Most of the time, our customers will let a VxRail upgrade progress as detailed in this post or to 4.7 in this post. While that will work for 95% of our customers, there are some use cases where the customer has some specific requirements for VMs to remain on a single node (and possibly be the first to power up). During an upgrade, VxRail Manager will send the maintenance mode request to vCenter and most of the time, the VMs will vacate that host and then some will come back, thanks to DRS (this is now also true for vSphere Standard customers – blog will come on that as well).
In the last 2 months, I’ve been working with some Dell EMC account teams and customers for some other configurations as well. In 1 instance, the customer was using some software defined networking (not NSX) and it required 1 VM per VxRail node to control the network traffic. In this scenario, the system also required that VM to be the last VM to be on the host, and the first VM to be back. The other scenario, the VM could not be vMotioned off the host at all, they would much rather power down the VM, and take the outage during a maintenance window.
Through working with the teams, we basically came up with 2 ways to do this – Host Affinity and turn off DRS on the cluster. Both solutions will have similar outcomes, but each has its own nuances.
Setting Host Affinity Rules
This option was fairly easy to setup. In the lab, I basically created 3 VMs (1 for each of my VxRail Nodes) and then created host groups and host rules to make each VM run on a single node.
In the rules, I defined that the VMs named “Node#-PinnedVM” were set to run on a specific host, where # was the host number. This was simple to set up and will be persistent on this cluster for future upgrades.

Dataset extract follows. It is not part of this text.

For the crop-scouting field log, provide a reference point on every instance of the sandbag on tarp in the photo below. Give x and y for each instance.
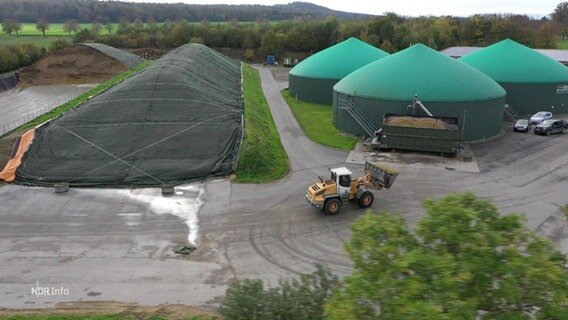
(8, 80)
(126, 58)
(180, 119)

The next step was to initiate a cluster upgrade. For the lab, this system was already running 4.7.000 code, so I’ll upgrade it to 4.7.001 code. The first I did was use the “local upgrade” functionality to upload the code and verify which components were going to be upgraded.
After the system completed the upgrades to the VxRail Manager VM and the VCSA (I deployed the local vCenter instance), it moved to node 1 in my VxRail cluster. The first step is that it’ll upgrade all the various HW components with updated firmware and drivers (as well as BIOS and update iDRAC, if necessary). After the system has updated the components it can with the node online, it’ll send the request to put the node into maintenance mode. You will see the request in both VxRail Manager and well as vCenter.

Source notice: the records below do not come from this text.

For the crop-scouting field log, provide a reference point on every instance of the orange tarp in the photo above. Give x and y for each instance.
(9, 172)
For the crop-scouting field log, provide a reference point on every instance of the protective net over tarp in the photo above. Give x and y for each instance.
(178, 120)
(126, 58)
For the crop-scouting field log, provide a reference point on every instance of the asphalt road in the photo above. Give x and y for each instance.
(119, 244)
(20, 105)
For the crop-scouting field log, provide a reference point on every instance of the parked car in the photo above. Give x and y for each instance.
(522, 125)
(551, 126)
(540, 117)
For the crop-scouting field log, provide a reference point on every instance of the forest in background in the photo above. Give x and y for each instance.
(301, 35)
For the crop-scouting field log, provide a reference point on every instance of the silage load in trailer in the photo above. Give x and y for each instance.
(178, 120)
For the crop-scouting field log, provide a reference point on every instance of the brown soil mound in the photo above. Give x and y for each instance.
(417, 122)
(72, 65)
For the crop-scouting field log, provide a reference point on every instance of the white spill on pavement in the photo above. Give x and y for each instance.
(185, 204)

The system will sit there and not enter maintenance mode without manual intervention, due to our VM affinity rules that were set. VxRail Manager will also wait for the node to go into maintenance mode for 60 minutes (3,600 seconds) before finally canceling the request and failing the upgrade.
As you see above, the upgrade failed, but we do have the ability to retry the upgrade. In order for the upgrade to succeed, we need to do something with the VM named “Node1-PinnedVM” to allow that VxRail node to enter maintenance mode. In this case, the only thing I could do was power off that VM. Once that was done, the node was able to go into maintenance mode and the upgrade was able to move on, completing the upgrade on Node1. The same thing would happen for node 2 (as you can see in the screenshot, there’s a request for node 2 to enter maintenance mode.

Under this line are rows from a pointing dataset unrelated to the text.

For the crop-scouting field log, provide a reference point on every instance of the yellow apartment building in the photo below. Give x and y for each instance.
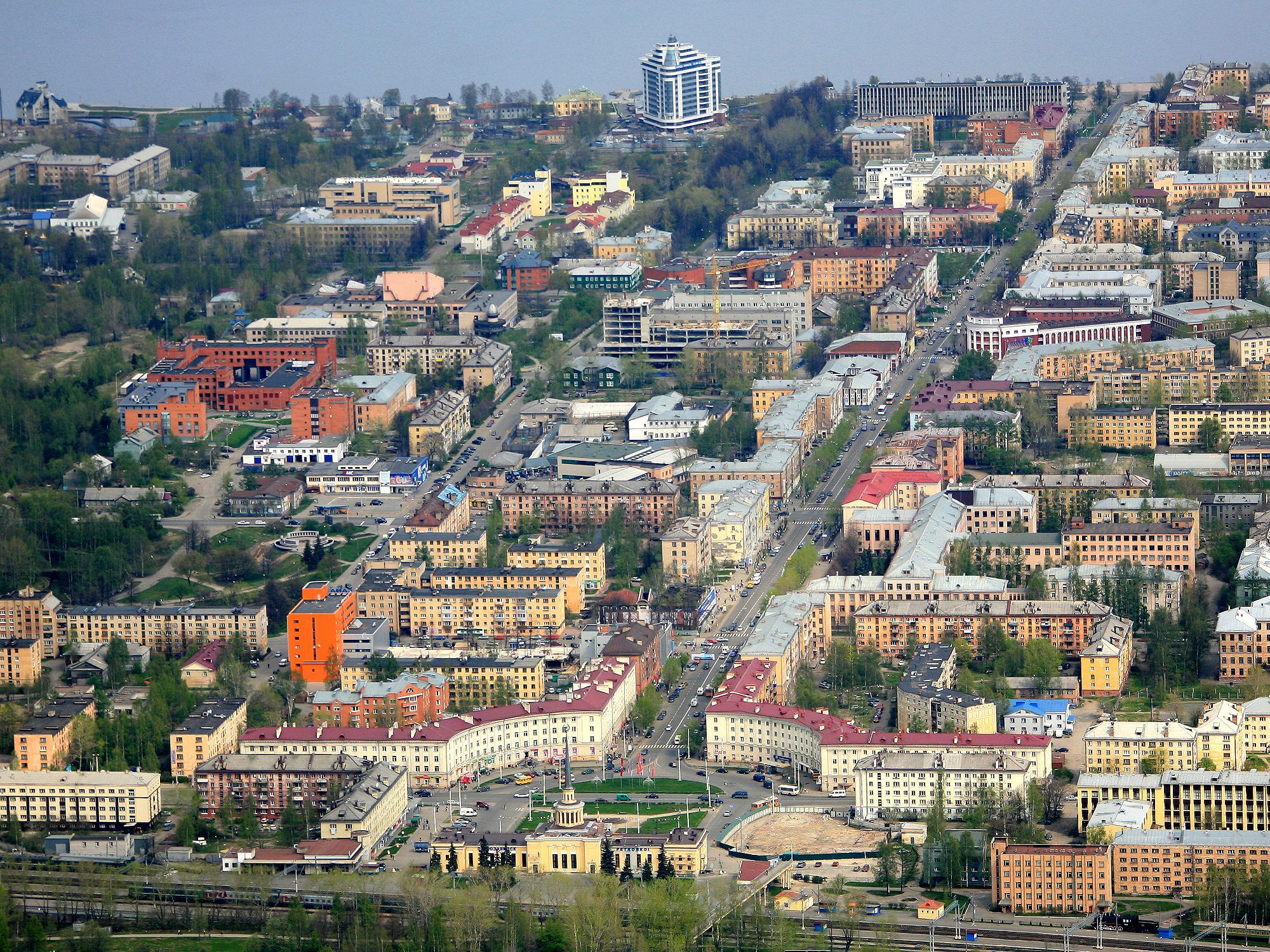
(21, 661)
(1184, 800)
(782, 228)
(534, 186)
(1114, 428)
(580, 101)
(686, 552)
(170, 629)
(1250, 347)
(488, 612)
(1236, 421)
(765, 393)
(1121, 747)
(1083, 362)
(891, 626)
(848, 271)
(590, 188)
(31, 614)
(589, 558)
(441, 426)
(567, 579)
(445, 550)
(213, 729)
(429, 197)
(478, 682)
(371, 809)
(44, 742)
(1186, 186)
(106, 800)
(1107, 658)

All in all, this is a viable solution for facilitating the upgrade of an environment where VM affinity rules are in place. This solution will work for one fo the customer as they have a 12 node cluster and only the last 3 nodes are impacted by their requirement to keep a specific VM on a specific VxRail Node.
This is a fairly easy way to complete this task, but you end up with either having to monitor the system closely or waiting 60 minutes for the maintenance mode request to time out. In part 2, I’ll look to see how we can use DRS setting to achieve a similar result.